Digne héritier de NTM et donc ambassadeur du 9.3, nous avons soumis Fianso à un entretien Seine-Saint-Denis Style lors de son passage au The Beat Festival… Une manière de rendre hommage aux anciens tout en faisant le pont avec la nouvelle génération, à l’image de Sofiane qui nous parle ici de son présent, un peu de son passé mais surtout beaucoup de l’avenir.

Direct issu de la génération Fonky-Tacchini
En plus toutes ces marques sont en train de revenir… c’est marrant de voir les petits s’habiller en Ellesse, Fila… Je trouve ça mortel.
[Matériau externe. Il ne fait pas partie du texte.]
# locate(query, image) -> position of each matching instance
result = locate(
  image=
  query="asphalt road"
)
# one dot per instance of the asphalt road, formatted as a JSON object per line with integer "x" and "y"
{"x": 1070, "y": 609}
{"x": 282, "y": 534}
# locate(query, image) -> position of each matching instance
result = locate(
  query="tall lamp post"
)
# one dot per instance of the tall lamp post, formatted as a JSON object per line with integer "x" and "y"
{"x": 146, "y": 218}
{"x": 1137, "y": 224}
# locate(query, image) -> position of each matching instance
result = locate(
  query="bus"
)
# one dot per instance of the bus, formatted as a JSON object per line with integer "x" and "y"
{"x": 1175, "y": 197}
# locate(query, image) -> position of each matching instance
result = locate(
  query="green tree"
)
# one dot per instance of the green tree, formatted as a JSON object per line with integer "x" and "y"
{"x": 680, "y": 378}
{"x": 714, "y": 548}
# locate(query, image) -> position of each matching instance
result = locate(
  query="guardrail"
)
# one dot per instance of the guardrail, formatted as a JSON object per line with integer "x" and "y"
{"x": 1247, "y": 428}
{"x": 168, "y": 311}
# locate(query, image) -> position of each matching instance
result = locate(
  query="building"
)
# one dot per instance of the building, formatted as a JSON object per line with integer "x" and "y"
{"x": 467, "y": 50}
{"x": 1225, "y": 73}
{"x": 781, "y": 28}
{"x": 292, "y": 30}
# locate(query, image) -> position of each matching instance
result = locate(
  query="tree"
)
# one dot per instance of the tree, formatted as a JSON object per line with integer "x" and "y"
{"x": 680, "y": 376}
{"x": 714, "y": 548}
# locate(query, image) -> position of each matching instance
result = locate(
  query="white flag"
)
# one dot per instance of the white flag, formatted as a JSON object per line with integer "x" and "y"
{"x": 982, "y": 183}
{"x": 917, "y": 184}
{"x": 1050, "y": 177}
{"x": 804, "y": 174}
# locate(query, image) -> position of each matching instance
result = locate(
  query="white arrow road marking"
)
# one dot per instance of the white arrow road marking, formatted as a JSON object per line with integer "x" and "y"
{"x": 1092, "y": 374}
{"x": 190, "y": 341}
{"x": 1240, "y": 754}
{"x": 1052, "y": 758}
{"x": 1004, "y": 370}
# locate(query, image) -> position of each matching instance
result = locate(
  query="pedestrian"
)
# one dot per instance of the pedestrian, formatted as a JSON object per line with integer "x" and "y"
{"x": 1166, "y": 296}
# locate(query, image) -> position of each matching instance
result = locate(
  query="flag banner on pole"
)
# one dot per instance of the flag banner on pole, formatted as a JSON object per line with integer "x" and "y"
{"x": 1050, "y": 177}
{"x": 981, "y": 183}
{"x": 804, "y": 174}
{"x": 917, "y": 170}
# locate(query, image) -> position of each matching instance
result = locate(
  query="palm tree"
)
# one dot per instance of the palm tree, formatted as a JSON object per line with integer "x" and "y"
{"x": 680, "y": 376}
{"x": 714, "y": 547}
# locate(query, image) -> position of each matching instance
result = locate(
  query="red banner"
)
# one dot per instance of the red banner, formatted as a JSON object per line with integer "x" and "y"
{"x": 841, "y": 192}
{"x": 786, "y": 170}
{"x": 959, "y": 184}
Génération Fonky Tacchini… Bon moins Fonky, mais plus Tacchini surtout que je suis de cette génération.

Trop de blabla, trop de plagiat 
Trop de merdes sont étiquetées pera… Ouais un peu quand même. Après cette génération elle s’est construite sur d’autres bases. Tout a changé, on peut plus cracher sur les gens. Tu vois par exemple y’a des artistes que j’aime beaucoup, par exemple certains artistes belges, que je trouve super talentueux, qui sont super forts… Mais à cette époque on ne les aurait sûrement pas calculés parce que c’était d’autres codes, d’autres manières de prendre les choses, les gens. Je suis tellement content de cette évolution que non… trop de merdes sont étiquetées pera… non. Y’a du rap pour tout le monde maintenant mon pote.

Ceux qui ne voient le hiphop qu’avec des samples de pop
Pas qu’avec… avec. Tu vois ce que je veux dire ? Comme Goldman disait, quand la musique est bonne… bonne… bonne.

Seine-Saint-Denis Style! Fous donc ton gilet pare-balles
Tant qu’à faire oui… Mais c’est surtout que j’aime bien les coups de feu dans les morceaux, ça fait un bel effet, ça claque. Et comme en plus Cramé fait partie de mes titres préférés de l’album. C’est une prod de Proof qui a beaucoup travaillé avec Médine. Je l’avais revu en concert au Havre, j’étais sur la fin de mon album, mais il me manquait encore quelque chose, je ne trouvais pas ma sauce en prod et je lui ai dit « je veux les prods de Médine en septembre, fais-moi ça », et il m’a fait ça. C’est un son parfait pour débuter l’album, ça donne l’impression d’être en haut d’un building, d’être en dessus de tout.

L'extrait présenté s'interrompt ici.